Ramisco

Fotografia: Arquivo
Marc Barros

Marc Barros

Poucas castas estão tão intrinsecamente associadas a um território como a variedade Ramisco o está a Colares. Os vinhos desta casta tinta gozam de enorme fama, verdadeira sobrevivente da praga da filoxera do século XIX. Como se explica que, de uma área que rondava os 2000 hectares à data da demarcação de Colares, em 1908, tenha passado para as cerca de duas dezenas nos nossos tempos?


Vários fatores contribuíram para a desventura da casta. Desde logo, o facto de estar implantada junto à costa, bem próximo da capital, numa zona que viria a despertar enormes apetites imobiliários. Bem como a apropriação indevida da marca - já Eça se referia ao “Colares peçonhento!” - que, ao longo de décadas, desprestigiou e desvalorizou estes vinhos.

Instalada em solos arenosos em pé franco, a técnica de implantação é difícil, assim como duras são as condições de granjeio da vinha.
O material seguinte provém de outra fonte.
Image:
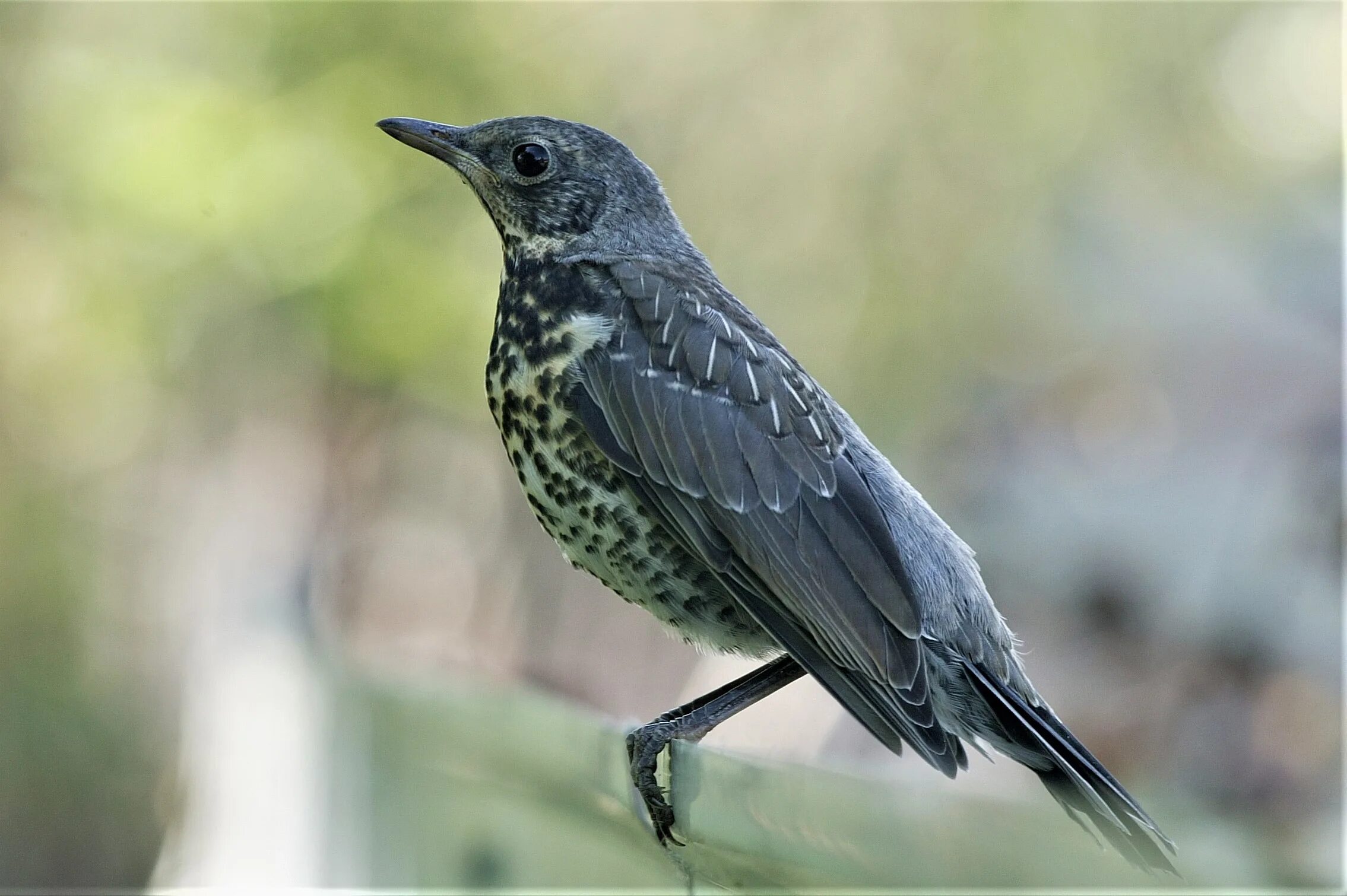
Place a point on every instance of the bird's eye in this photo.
(531, 160)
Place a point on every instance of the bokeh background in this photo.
(1074, 267)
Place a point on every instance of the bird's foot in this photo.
(643, 751)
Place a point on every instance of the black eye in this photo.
(531, 160)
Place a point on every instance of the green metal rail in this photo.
(471, 787)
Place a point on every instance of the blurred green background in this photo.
(1074, 267)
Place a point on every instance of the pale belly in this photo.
(584, 503)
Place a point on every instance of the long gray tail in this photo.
(1074, 777)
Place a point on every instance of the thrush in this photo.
(675, 450)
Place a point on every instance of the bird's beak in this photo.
(432, 138)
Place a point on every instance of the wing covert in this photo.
(736, 450)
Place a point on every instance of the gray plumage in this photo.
(755, 514)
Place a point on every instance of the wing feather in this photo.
(733, 449)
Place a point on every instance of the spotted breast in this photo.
(546, 319)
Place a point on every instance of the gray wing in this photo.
(736, 450)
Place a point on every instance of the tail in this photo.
(1073, 775)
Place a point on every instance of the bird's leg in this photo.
(692, 723)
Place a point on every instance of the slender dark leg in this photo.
(692, 723)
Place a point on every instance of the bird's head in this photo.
(553, 186)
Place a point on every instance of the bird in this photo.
(678, 452)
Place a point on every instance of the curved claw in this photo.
(643, 751)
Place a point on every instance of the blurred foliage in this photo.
(1074, 266)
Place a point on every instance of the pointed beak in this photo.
(432, 138)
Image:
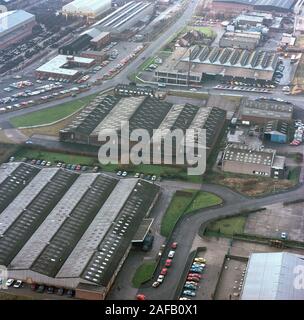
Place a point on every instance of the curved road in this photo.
(188, 227)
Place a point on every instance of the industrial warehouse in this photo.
(121, 24)
(262, 111)
(89, 8)
(62, 66)
(236, 6)
(189, 65)
(15, 26)
(65, 229)
(245, 160)
(142, 112)
(271, 276)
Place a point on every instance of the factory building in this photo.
(63, 66)
(89, 8)
(237, 6)
(70, 230)
(15, 26)
(142, 111)
(262, 111)
(125, 17)
(260, 162)
(240, 40)
(272, 276)
(191, 65)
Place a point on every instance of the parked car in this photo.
(18, 284)
(50, 290)
(174, 245)
(171, 254)
(189, 293)
(60, 291)
(168, 263)
(9, 282)
(164, 271)
(34, 286)
(193, 279)
(70, 293)
(41, 288)
(194, 275)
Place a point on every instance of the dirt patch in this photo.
(255, 186)
(47, 130)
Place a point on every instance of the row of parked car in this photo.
(168, 264)
(193, 278)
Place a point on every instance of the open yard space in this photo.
(250, 185)
(185, 202)
(219, 285)
(277, 219)
(227, 227)
(50, 115)
(54, 157)
(231, 280)
(143, 273)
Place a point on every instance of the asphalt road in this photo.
(122, 77)
(188, 227)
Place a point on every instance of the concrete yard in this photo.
(276, 219)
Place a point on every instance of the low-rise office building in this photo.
(260, 162)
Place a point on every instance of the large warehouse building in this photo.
(125, 17)
(63, 66)
(15, 26)
(236, 6)
(191, 64)
(262, 111)
(245, 160)
(142, 112)
(274, 276)
(65, 229)
(89, 8)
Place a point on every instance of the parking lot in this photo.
(231, 280)
(277, 219)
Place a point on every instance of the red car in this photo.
(193, 279)
(195, 275)
(168, 263)
(174, 245)
(164, 271)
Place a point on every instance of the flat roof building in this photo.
(241, 40)
(262, 111)
(272, 276)
(142, 111)
(66, 229)
(62, 66)
(246, 160)
(88, 8)
(217, 62)
(262, 5)
(15, 26)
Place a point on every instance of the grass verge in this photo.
(185, 202)
(143, 273)
(50, 115)
(226, 227)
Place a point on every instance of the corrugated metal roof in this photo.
(272, 276)
(11, 19)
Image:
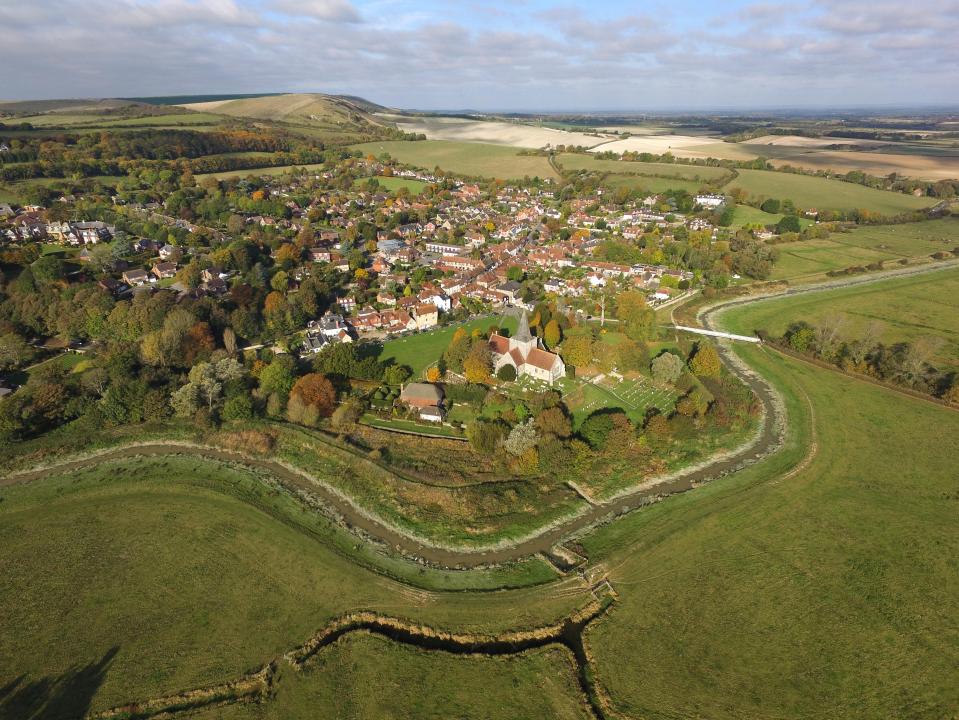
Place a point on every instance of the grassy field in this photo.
(258, 172)
(909, 308)
(473, 159)
(829, 592)
(824, 194)
(179, 572)
(424, 349)
(809, 260)
(392, 184)
(366, 676)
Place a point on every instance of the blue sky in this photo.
(519, 55)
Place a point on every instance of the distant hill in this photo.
(312, 109)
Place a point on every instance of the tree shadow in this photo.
(57, 697)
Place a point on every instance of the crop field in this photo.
(421, 350)
(809, 260)
(463, 158)
(824, 194)
(822, 591)
(908, 308)
(366, 676)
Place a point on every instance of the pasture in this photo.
(261, 172)
(824, 590)
(392, 184)
(367, 676)
(908, 308)
(808, 191)
(809, 260)
(420, 350)
(463, 158)
(177, 572)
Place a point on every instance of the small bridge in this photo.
(715, 333)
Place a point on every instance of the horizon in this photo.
(806, 55)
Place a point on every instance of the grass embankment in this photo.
(808, 191)
(366, 676)
(832, 591)
(463, 158)
(195, 573)
(908, 308)
(810, 260)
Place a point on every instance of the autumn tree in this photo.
(705, 363)
(636, 316)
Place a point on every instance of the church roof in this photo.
(522, 332)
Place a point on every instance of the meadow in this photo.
(908, 308)
(392, 184)
(808, 191)
(366, 676)
(463, 158)
(823, 589)
(421, 350)
(809, 260)
(177, 572)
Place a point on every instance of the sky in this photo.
(521, 55)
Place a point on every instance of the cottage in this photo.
(427, 398)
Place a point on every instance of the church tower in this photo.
(523, 340)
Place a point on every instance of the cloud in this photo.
(455, 55)
(329, 10)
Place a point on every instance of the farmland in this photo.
(824, 194)
(825, 591)
(809, 260)
(908, 308)
(472, 159)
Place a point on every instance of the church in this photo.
(522, 351)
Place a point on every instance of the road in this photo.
(767, 441)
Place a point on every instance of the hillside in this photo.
(297, 109)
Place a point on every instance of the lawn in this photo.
(909, 308)
(192, 573)
(808, 191)
(829, 592)
(472, 159)
(809, 260)
(367, 676)
(392, 184)
(259, 172)
(421, 350)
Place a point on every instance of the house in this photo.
(136, 278)
(710, 201)
(427, 398)
(426, 316)
(164, 270)
(522, 351)
(169, 251)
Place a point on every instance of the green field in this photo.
(189, 572)
(824, 194)
(909, 308)
(424, 349)
(832, 592)
(258, 172)
(366, 676)
(472, 159)
(809, 260)
(392, 184)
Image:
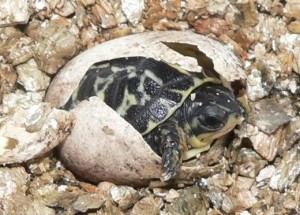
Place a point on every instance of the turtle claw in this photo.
(171, 160)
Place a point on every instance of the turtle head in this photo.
(214, 112)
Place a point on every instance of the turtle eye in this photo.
(211, 122)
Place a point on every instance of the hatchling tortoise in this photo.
(178, 113)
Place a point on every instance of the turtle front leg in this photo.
(170, 148)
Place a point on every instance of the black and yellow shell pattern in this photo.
(145, 92)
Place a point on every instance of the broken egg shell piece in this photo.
(150, 44)
(104, 147)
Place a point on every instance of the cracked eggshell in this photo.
(102, 145)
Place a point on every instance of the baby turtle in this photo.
(178, 113)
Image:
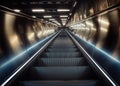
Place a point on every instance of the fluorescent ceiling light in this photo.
(63, 10)
(63, 16)
(70, 14)
(47, 16)
(16, 10)
(38, 10)
(74, 4)
(63, 19)
(51, 19)
(34, 16)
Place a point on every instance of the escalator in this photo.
(61, 64)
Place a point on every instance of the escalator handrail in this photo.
(29, 60)
(102, 71)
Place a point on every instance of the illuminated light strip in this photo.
(19, 69)
(16, 57)
(103, 71)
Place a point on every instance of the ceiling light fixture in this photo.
(17, 10)
(51, 19)
(38, 10)
(63, 10)
(34, 16)
(47, 16)
(63, 16)
(63, 19)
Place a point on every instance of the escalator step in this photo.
(61, 54)
(61, 83)
(65, 50)
(62, 62)
(61, 73)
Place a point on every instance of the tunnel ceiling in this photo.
(56, 11)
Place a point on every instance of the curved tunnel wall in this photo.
(20, 37)
(97, 27)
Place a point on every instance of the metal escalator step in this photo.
(64, 49)
(61, 73)
(62, 62)
(61, 83)
(61, 54)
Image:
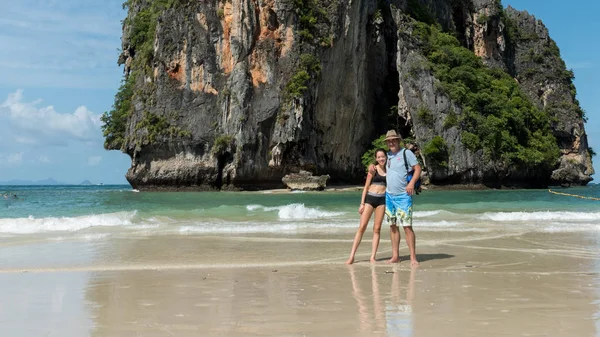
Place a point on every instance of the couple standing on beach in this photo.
(387, 192)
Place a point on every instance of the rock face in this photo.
(305, 181)
(238, 93)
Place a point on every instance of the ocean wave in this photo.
(249, 227)
(295, 212)
(540, 216)
(32, 225)
(424, 214)
(569, 228)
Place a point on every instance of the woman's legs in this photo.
(379, 214)
(364, 222)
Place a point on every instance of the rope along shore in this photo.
(573, 195)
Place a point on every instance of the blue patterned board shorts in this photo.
(398, 208)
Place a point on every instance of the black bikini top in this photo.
(378, 179)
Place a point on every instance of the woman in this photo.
(373, 199)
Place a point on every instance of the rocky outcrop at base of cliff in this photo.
(305, 181)
(237, 94)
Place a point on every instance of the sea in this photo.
(102, 212)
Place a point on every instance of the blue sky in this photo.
(59, 74)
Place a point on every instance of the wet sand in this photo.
(468, 284)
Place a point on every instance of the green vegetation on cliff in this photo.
(309, 68)
(115, 121)
(158, 126)
(497, 116)
(140, 30)
(436, 151)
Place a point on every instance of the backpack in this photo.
(409, 175)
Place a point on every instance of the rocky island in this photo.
(235, 94)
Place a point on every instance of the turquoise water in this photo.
(105, 210)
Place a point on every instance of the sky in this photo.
(59, 73)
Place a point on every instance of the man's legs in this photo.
(411, 243)
(395, 237)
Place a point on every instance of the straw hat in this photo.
(391, 135)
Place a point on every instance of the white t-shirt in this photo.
(396, 171)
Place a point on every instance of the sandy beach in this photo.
(468, 284)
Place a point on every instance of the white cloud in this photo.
(13, 159)
(32, 124)
(94, 160)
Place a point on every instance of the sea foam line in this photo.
(295, 211)
(542, 216)
(31, 225)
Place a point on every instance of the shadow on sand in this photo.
(420, 257)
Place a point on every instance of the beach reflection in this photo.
(384, 308)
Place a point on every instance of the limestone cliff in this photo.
(237, 93)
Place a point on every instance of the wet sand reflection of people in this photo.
(389, 315)
(398, 312)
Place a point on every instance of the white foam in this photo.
(424, 214)
(295, 212)
(31, 225)
(250, 227)
(565, 228)
(540, 216)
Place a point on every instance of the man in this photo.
(398, 195)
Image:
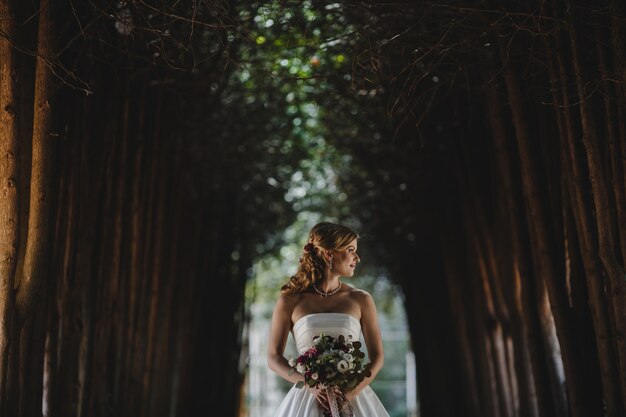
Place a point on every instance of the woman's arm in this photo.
(373, 340)
(279, 332)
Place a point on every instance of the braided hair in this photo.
(324, 236)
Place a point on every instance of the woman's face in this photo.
(345, 262)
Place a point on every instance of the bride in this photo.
(315, 300)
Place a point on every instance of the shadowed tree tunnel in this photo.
(146, 153)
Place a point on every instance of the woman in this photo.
(315, 300)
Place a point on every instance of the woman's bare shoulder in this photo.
(288, 301)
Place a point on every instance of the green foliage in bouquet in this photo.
(332, 361)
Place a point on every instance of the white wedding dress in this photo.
(300, 402)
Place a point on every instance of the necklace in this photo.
(329, 293)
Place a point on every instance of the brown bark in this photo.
(607, 242)
(530, 380)
(9, 185)
(576, 190)
(30, 281)
(544, 250)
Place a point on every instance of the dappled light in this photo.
(161, 163)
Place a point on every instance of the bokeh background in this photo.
(161, 162)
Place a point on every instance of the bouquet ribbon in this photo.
(332, 402)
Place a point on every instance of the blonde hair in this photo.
(324, 236)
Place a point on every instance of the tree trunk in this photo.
(9, 190)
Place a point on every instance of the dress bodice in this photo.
(332, 324)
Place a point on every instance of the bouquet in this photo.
(332, 363)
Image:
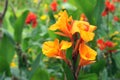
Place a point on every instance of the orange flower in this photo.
(64, 25)
(87, 55)
(85, 30)
(54, 5)
(101, 44)
(55, 49)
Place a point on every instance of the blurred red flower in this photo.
(53, 5)
(109, 44)
(116, 18)
(103, 44)
(64, 0)
(31, 19)
(116, 0)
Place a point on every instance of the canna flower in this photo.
(83, 17)
(64, 25)
(13, 65)
(85, 30)
(87, 55)
(116, 18)
(55, 49)
(54, 5)
(101, 44)
(105, 44)
(31, 19)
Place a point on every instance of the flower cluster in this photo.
(105, 44)
(31, 19)
(79, 33)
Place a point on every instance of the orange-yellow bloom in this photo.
(85, 30)
(87, 55)
(55, 49)
(64, 25)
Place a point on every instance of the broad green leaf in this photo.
(7, 50)
(116, 57)
(19, 25)
(40, 74)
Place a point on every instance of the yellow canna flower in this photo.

É necessário escavar o solo de areia, a vários metros de profundidade – manobra perigosíssima dado do risco de soterramento -, até atingir a camada argilosa, onde as varas são “unhadas”, ou seja, entaladas no solo. 

Parte considerável da originalidade destes vinhos prende-se com o sistema de condução das vinhas e a paisagem das paliçadas, feitas com canas secas, que lhes servem de proteção dos ventos atlânticos. As videiras, que prolongam as suas raízes até à camada argilosa do solo, crescem estendendo-se pelo chão de areia. Na fase de maturação, as vinhas são elevadas utilizando os “pontões” e os cachos são cobertos com ervas secas resultantes da operação cultural anterior, a “arrenda”, a fim de se evitar o escaldão. Os vinhos DOC Colares são provenientes das vinhas instaladas em chão de areia. No entanto, podem incorporar até um máximo de 10% de produtos (uvas ou mostos), provenientes de vinhas instaladas em chão rijo. 

Dicas:

1 – Trata-se de uma casta de enorme interesse enológico devido à sua elevada acidez natural, superior a 6 gr./lt, volume alcoólico reduzido, cerca de 11 - 12% vol., e assinalável carga tânica. Por outro lado, o ciclo vegetativo é tardio, com maturações lentas. De bago médio e película espessa, é extremamente resistente a pragas e doenças, fator essencial quando a casta vive tão em cima do Atlântico.

2 – Os vinhos da casta Ramisco podem ser duros e adstringentes quando jovens, quase imbebíveis. Porém, beneficiam com o envelhecimento, aptos para evoluir em madeira ou na garrafa. Transformam-se, assim, em vinhos de enorme elegância e finura, visível quando a sua cor ganha rebordo acastanhado. Nessa fase, salientam-se os aromas terciários de trufas, resina, madeiras nobres que, em alguns casos, fazem-se ainda acompanhar de bagas silvestres e cereja, ou até o toque floral que os caracterizam enquanto jovens.  Preservam, no entanto, toda a frescura e grau alcoólico reduzido.

3 – Estas características são também induzidas pelo terroir: solos de areia secos, vastas manchas de pinhal, o ambiente húmido e salgado do Atlântico, manhãs e tardes nubladas, com escassas horas de sol, conferindo aos vinhos níveis elevados de acidez e salinidade. Sendo uma casta usualmente vinificada em estreme, pode beneficiar se loteada com outras variedades, como a Aragonez.

4 – Apesar do risco de extinção dos vinhos da casta Ramisco de Colares, ou seja, plantada em chão de areia, alguns novos operadores vêm entrando na região, juntando-se a históricos como a Adega Regional de Colares ou a Adega Viúva Gomes, que colocam no mercado exemplares que honram a herança da variedade: aos vinhos da Fundação Oriente, desenhados pela mão do enólogo Jaime Quendera, somam-se outros como os vinhos do Casal Sta. Maria, de Hélder Cunha, da Casca Wines, ou da Ramilo Wines, com enologia de Jorge Mata. Boas notícias para a região. Fica o desafio para todos os que pretendem (re)descobrir estes vinhos.